Le 10 novembre 2022 vers 17h20 marque le tournant dans mon existence. Depuis, il existe un avant et un après. Ce jour-là, lors d’un banal entraînement de boxe, une douleur vive surgit entre mes omoplates, monte progressivement au niveau de mes cervicales puis dans la mâchoire.
Je ne m’inquiète pas, pensant m’être fait mal en donnant un coup. A aucun moment je n’ai imaginé que ces douleurs pouvaient être celles d’un infarctus. Comme beaucoup, j’avais intégré l’image dominante liée à cette maladie : celle d’un homme terrassé par une douleur vive à la poitrine.
J’attends cinq heures avant d’appeler le 15.

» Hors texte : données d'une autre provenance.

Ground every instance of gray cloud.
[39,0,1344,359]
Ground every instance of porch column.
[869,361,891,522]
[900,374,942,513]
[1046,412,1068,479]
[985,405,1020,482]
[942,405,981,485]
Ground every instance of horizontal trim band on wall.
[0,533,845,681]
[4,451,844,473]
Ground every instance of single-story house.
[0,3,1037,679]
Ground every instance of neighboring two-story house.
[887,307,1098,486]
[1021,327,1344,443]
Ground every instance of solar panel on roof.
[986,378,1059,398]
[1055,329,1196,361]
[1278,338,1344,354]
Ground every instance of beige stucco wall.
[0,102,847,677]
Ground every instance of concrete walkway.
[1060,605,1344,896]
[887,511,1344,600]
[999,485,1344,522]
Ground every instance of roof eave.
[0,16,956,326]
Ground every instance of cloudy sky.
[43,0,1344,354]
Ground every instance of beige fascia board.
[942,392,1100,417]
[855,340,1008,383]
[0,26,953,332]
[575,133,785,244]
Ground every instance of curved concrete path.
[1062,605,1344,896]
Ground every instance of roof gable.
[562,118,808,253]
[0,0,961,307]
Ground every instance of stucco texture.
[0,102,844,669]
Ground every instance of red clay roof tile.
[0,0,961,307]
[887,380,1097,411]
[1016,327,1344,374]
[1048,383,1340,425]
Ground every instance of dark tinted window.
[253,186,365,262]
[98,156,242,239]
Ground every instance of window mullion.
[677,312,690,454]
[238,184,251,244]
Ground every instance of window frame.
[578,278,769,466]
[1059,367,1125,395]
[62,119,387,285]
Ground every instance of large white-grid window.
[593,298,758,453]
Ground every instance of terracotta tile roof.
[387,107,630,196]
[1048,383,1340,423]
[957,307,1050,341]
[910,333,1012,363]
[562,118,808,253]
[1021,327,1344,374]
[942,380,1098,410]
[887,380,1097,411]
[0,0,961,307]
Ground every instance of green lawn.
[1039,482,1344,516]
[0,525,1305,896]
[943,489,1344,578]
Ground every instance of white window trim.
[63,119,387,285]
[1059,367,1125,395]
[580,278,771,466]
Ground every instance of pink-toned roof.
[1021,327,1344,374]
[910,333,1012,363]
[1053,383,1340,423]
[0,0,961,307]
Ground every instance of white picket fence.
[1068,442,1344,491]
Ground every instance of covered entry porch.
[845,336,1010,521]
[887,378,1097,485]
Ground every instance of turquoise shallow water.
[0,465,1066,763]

Puis, l’hôpital. Sept jours d’immobilité en soins intensifs, une ribambelle d’examens qui ponctuent mes journées et le diagnostic couperet qui me lie à jamais d’un CDI avec la maladie.
Commence alors le douloureux cheminement d’acceptation d’être porteuse d’une pathologie mortelle et meurtrière, une confrontation avec ce corps affaibli et vulnérable. Il m’a fallu encaisser le choc violent de cette transition : celle d’une femme dynamique, pleine de vie, à une autre version de moi en mauvais état qui pâtit et subit.
Lorsque la maladie percute, tout bascule. Elle s’insinue, navigue, immobilise. Mon corps, mon esprit m’ont échappé, ils sont devenus des étrangers. Très vite aussi l’évidence m’a fait face : le rétablissement, s'il y a, sera long et fastidieux, peuplé de peurs, de colère, d’incompréhension, avec l’infarctus de Damoclès au-dessus de mon myocarde.
Le rétablissement physique et psychologique a été long, très long. Pour reprendre, un peu, le contrôle sur ce corps délinquant, j’ai centré mon action « par et avec » la pratique d’un sport. La boxe a constitué un incroyable moteur.
D’autres activités m’ont tout autant soutenue dans cet interminable cheminement. En premier lieu l’écriture d’un livre. Ce recueil, je le dois à une rencontre autant qu’à une envie : celle avec une chercheuse, celle de transformer cette épreuve en quelque chose de positif.
Aujourd'hui, un nouveau besoin s’impose à moi : celui de m’engager dans la sensibilisation aux maladies cardiovasculaires. C’est pour cela que j’ai créé Infarct’Us. Parce que de par mon parcours, je suis convaincue qu’une personne informée peut se sauver la vie.